Characteristics of DC Generators

There are three most important characteristics of a dc generator. They are

(i) No load saturation characteristics

(ii) Internal (or) total characteristics

(iii) External characteristics

(i) No load saturation characteristics (E₀ Vs I_ƒ)

It is also known as magnetic characteristic or open circuit characteristic. It shows the relation between the no load generated emf in armature (E₀) and the field current (L_ƒ) at at a given fixed speed.
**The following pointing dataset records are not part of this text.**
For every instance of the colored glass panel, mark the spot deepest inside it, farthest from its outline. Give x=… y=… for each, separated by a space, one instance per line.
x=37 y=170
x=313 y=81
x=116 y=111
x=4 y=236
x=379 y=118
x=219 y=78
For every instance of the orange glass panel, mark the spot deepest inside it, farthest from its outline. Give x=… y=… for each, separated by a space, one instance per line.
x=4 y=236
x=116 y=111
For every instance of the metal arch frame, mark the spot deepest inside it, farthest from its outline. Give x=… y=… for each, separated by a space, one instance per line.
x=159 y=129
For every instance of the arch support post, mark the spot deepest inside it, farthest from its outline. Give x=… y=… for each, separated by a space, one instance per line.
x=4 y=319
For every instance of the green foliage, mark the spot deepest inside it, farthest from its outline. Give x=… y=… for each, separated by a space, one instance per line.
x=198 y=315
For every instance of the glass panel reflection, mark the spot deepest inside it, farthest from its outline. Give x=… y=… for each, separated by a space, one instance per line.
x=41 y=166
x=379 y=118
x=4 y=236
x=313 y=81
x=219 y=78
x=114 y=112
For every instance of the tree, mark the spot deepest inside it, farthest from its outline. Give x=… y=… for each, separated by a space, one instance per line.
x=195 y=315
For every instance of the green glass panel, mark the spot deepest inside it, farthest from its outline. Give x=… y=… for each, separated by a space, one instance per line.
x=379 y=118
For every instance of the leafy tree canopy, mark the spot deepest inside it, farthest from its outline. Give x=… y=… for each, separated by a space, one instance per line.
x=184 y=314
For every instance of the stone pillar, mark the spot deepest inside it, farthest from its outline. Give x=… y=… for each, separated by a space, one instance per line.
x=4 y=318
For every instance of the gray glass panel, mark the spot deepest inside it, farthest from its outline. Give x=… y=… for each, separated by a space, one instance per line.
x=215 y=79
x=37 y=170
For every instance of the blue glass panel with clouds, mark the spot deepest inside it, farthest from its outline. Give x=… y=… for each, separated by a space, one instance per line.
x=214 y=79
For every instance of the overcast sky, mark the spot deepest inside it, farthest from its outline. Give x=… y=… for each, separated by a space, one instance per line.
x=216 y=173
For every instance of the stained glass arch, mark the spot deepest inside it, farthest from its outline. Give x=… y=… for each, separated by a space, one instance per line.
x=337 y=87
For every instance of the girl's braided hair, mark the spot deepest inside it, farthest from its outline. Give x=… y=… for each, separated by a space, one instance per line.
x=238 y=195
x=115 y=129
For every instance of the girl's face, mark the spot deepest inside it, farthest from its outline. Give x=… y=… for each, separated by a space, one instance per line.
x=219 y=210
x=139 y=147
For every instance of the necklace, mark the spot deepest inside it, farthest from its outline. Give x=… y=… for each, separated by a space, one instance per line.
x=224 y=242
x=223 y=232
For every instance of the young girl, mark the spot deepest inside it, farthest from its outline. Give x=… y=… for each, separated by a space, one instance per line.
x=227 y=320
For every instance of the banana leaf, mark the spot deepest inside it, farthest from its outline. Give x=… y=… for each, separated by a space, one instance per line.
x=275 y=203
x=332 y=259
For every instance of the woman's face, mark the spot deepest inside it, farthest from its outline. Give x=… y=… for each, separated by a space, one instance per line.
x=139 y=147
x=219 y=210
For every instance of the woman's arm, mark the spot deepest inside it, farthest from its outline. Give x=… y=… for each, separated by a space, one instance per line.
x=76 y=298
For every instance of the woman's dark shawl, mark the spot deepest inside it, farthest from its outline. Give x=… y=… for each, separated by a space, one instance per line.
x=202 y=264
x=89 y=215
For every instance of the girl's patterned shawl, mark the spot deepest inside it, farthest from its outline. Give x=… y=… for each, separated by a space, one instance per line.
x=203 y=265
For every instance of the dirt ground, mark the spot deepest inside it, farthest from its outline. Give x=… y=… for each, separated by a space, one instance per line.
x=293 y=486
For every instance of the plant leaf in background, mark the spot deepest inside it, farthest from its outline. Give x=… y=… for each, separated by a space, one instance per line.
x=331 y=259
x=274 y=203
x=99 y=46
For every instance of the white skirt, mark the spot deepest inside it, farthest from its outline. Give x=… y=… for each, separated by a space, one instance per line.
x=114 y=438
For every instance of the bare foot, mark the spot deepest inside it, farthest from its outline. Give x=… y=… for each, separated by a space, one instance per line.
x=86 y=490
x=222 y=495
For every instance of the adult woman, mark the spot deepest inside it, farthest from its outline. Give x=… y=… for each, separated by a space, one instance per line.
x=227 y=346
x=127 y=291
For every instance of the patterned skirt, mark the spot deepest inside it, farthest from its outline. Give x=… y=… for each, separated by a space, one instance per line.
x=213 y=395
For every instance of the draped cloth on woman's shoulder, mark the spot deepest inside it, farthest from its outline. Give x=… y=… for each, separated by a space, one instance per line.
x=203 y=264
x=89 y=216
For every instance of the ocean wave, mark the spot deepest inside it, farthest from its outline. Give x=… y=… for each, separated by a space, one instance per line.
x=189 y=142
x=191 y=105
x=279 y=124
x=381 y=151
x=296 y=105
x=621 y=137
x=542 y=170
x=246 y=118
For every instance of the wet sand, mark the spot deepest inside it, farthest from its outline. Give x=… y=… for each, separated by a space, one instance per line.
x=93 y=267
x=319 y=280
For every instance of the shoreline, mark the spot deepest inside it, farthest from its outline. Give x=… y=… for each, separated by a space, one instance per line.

Its shape is practically the same for all generators.

(ii) Internal (or) Total characteristics (EVs I_a)

It gives the relation between the emf actually induced in the armature (E) and the armature current (I_a).

(iii) External characteristic (V Vs I)

It is referred as performance characteristic or voltage regulating curve. It gives the relation between the terminal voltage V and the load current I. This curve lie below the internal characteristic curve.

Separately Excited Generator

Figure 3.17 shows the separately excited dc generator. Assume the armature is drive at constant speed and the field excitation is adjusted to give rated voltage at no load.

The terminal voltage V = E_g - I_aR_a

I_a = I_L

The characteristics of a separately excited generator is shown in fig 3.18.

Shunt Generator

A dc shunt generator is a self excited generator. Fig.3.19 shows the shunt generator with field resistance adjusted to a certain value by means of the regulating resistance, the desired no load voltage can be obtained.

The external characteristic of the generator can be obtained by a load test with total field resistance remaining fixed in the process fig.3.20 shows the external characteristic of dc shunt generator.

Predetermination of External Characteristic

The external characteristic of a shunt generator can be predetermined from OCC armature and field resistances without performing the load test. Assume the armature reaction voltage drop is negligible.

I_a = I_L + I_ƒ

 I_a ≈ I_L (shunt field current is neglected when compared to load current)

E_g = V + I_aR_a

Fig.3.21 shows the predetermination of external characteristic of de generator. For given I_aR_a is represented by a straight line parallel to the R_ƒ line. The intersection of this line with the OCC gives two solution points R and S for the induced emf. For these solution points the two terminal voltage values V₁ and V₂ can be read from the R_ƒ line corresponding points R' and S'. Maximum possible armature current corresponds to point Q at which a line parallel to the R_ƒ line is tangent to OCC. Corresponding to each solution point values of V and I_ƒ can be read and I_L = I_a + I_ƒ can be calculated. The short circuit point on the external characteristic corresponds to I_aR_a = V_r is the residual voltage.